I am a libertarian, and I love this book. With enemies like Cohen, libertarians don't need friends! Cohen's arguments here are two-fold: First, he wants to argue against libertarianism, or, more specifically, Nozick; secondly, he wants to justify doing so to his liberal and left wing philosophical colleagues. This requires his showing why libertarianism needs to be taken seriously. As an exempler of this dichotomy, there are Cohen's two chapters on a basic premise of libertarian arguments, self-ownership. The first chapter is made up of several arguments as to why the notion of self-ownership is appealing, coherent, and has content; it not only defends self-ownership as being coherent against Kant, and possessing content against Dworkin, but also the thesis that, if people own themselves, then they cannot be forced to help others, and forcing them, via taxation, to help others as a condition of helping themselves undermines that self-ownership.
But the next chapter turns away from criticising the left to criticising libertarian arguments. Cohen argues that libertarians are wrong to argue that taxation is slavery, or that arguments used to support redistributive taxation undermines self-ownership. He also argues that Nozick's appeal to Kantianism can't support the thesis of self-ownership, and neither can pleas for personal autonomy. He notes that only one argument from Nozick can go through, and that is that taxation undermines self-ownership, as explained above. But, Cohen says, Nozick can't really support that position, since he favours courts and police in his minimal state.

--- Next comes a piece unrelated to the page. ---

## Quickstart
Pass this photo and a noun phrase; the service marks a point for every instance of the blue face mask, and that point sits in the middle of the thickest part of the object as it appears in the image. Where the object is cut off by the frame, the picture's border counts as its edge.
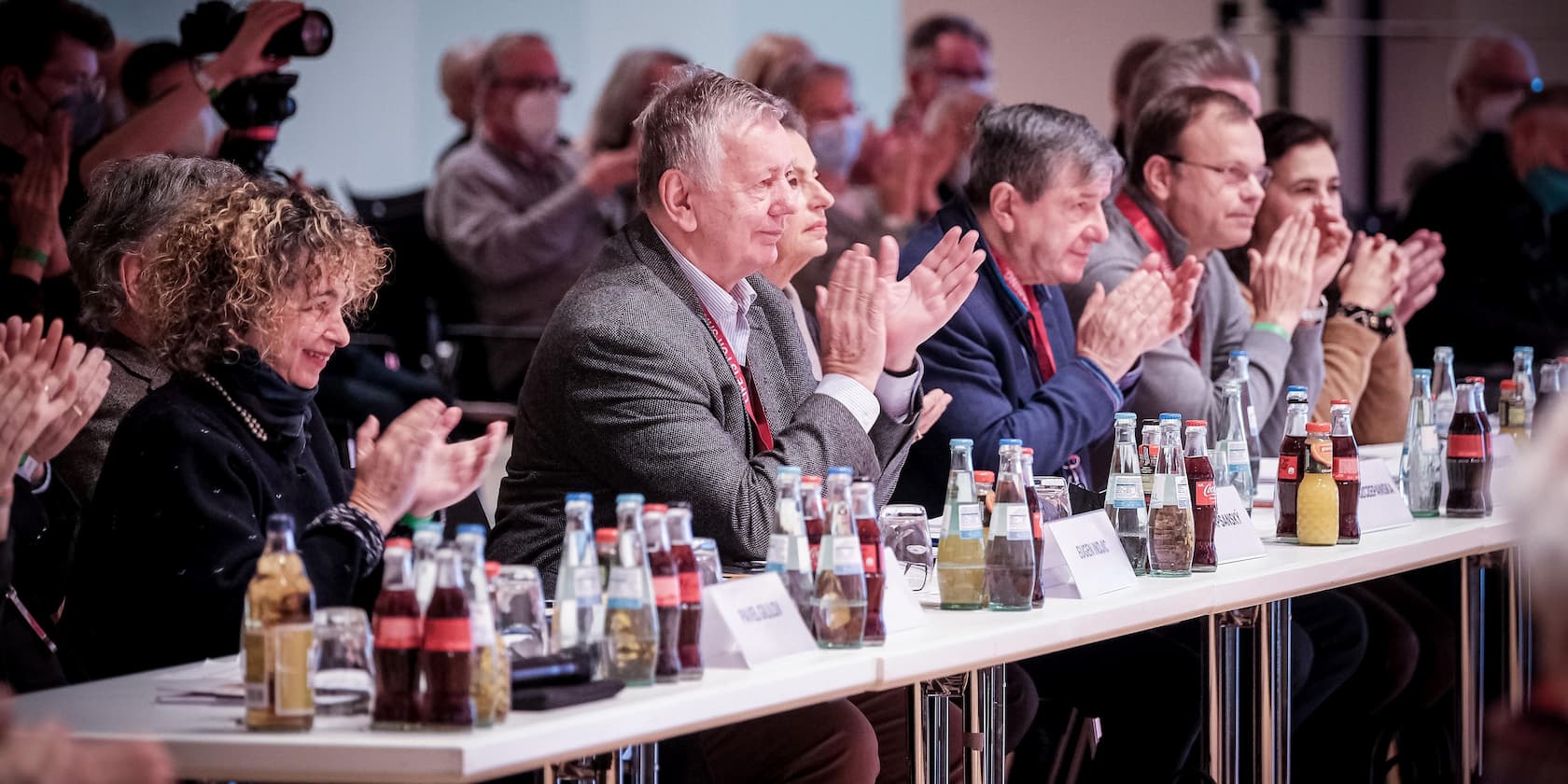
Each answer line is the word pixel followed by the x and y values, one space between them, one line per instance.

And that is one of the benefits of Cohen to libertarians - many of such counter arguments are very weak: Nozick did support a minimal state providing courts and police and national defense. But nowhere in his libertarian workd did he defend taxation to fund that minimal state, and even if he did, many libertarians don't - Cohen's argument here shows that commitment to self-ownership should commit you to radical libertarianism, ie, voluntary statism, or market anarchism.
In all, Cohen is essential reading for any student of libertarianism, either for or against it, since he provides great and tough arguments against libertarianism for opponents of it, whilst also providing tools and arguments for libertarians to refine their own arguments and their own positions against their opponents.